March 14, 2012 in Blog
I find this latest Ofsted report both interesting and worrying.
It comes at a time when there is a focus on the disproportionate number of black young people unemployed and the number getting 3 A Levels – 1 out of every 50 as compared to 1 in 8 whites.
Ofsted’s chief inspector, Sir Michael Wilshaw is concerned about literacy levels in primary schools and wants to introduce a ‘no excuses culture’. Among other things, he wants the Government to consider lifting the Level 4 benchmark at Key Stage 2 .

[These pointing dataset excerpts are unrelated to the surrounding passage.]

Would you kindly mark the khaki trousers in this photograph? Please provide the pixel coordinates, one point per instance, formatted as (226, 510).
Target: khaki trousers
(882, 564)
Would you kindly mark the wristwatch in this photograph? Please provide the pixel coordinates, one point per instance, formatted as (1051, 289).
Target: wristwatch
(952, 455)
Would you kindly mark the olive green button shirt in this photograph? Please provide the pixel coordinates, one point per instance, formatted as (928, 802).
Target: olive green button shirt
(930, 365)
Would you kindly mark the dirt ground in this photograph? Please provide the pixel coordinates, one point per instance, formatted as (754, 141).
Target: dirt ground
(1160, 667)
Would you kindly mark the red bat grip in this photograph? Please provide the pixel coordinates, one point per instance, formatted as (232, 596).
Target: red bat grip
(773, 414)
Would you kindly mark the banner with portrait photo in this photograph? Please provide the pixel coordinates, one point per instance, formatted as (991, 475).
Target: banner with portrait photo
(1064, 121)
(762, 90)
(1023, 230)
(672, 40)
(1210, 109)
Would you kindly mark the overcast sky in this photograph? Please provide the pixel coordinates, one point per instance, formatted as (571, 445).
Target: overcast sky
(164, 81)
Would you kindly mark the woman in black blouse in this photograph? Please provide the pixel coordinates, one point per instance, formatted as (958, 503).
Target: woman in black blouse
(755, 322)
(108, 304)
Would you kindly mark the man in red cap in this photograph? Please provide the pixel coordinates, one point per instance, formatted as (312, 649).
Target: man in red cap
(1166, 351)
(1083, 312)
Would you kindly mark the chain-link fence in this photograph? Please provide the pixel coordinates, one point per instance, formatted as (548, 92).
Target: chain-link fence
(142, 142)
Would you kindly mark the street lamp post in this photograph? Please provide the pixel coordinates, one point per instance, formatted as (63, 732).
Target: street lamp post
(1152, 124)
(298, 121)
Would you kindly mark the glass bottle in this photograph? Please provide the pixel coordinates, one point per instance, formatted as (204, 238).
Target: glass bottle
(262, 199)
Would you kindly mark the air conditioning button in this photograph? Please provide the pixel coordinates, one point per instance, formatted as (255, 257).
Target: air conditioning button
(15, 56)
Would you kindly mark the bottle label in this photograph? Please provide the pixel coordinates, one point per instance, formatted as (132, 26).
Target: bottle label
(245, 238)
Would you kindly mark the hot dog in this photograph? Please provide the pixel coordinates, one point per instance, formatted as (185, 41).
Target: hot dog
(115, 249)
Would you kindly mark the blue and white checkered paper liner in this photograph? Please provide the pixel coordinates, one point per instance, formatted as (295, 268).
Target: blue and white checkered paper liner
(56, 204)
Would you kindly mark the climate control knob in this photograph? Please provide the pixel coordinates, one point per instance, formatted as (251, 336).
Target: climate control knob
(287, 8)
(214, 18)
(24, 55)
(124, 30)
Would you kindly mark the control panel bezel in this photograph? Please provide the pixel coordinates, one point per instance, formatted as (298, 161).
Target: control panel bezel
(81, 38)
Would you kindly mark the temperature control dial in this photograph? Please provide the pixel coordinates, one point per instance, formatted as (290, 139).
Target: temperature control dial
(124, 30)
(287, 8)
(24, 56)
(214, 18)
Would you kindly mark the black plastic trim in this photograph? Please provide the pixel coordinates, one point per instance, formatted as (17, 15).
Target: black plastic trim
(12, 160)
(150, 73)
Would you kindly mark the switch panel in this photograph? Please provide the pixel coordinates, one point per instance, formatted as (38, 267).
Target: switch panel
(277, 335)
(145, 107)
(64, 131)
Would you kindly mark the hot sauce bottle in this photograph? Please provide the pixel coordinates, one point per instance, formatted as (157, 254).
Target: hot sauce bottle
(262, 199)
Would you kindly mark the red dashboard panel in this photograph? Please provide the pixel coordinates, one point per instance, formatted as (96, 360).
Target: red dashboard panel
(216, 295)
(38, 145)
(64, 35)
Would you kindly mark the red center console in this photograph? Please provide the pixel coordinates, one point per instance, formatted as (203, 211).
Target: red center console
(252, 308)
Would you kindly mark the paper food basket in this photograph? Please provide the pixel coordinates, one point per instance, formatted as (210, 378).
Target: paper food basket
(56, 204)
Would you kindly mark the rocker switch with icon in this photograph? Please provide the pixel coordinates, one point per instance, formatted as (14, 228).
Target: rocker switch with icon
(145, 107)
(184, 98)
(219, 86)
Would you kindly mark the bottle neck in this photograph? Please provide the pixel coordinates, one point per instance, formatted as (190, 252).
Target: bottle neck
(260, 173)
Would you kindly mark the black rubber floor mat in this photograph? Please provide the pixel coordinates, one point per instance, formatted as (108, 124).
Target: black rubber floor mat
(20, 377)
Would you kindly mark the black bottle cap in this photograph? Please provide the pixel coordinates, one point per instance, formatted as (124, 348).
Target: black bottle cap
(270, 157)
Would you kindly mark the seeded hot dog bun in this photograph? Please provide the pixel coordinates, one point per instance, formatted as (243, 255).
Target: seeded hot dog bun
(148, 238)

Interesting, because I remember well how badly the 50 experienced teachers I recruited from Trinidad to teach in Hackney’s primary schools (mainly) when I was director of education and leisure services there (1989-1996) were treated by headteachers and their UK trained colleagues, including black teachers. Those Trinidad teachers were rightly appalled at how poor children’s reading, writing and spelling skills were and set out to teach them those skills by tried and tested methods, especially the use of phonics. I had to discipline one headteacher who had walked into a class to observe a lesson and in the presence of 30 children had remonstrated with the Trinidad teacher and rubbed her work off the blackboard saying: we don’t use these teaching methods here.
I remember writing a report at the time in which I argued that if those Trinidad teachers who were succeeding so evidently in pushing up levels of achievement in Hackney’s primary schools had been from New Zealand or Australia, the Department of Education would have been parading them up and down the UK as exemplars of good practice and would have been packaging their teaching methods as recommended good practice in schools. Instead, many of those teachers had to suffer the stress of seeing their own children regress in the schooling system here and the indignity of having to teach an arbitrarily designed Literacy Hour which in their view was hardly likely to result in a more literate schooling population, as time indeed proved.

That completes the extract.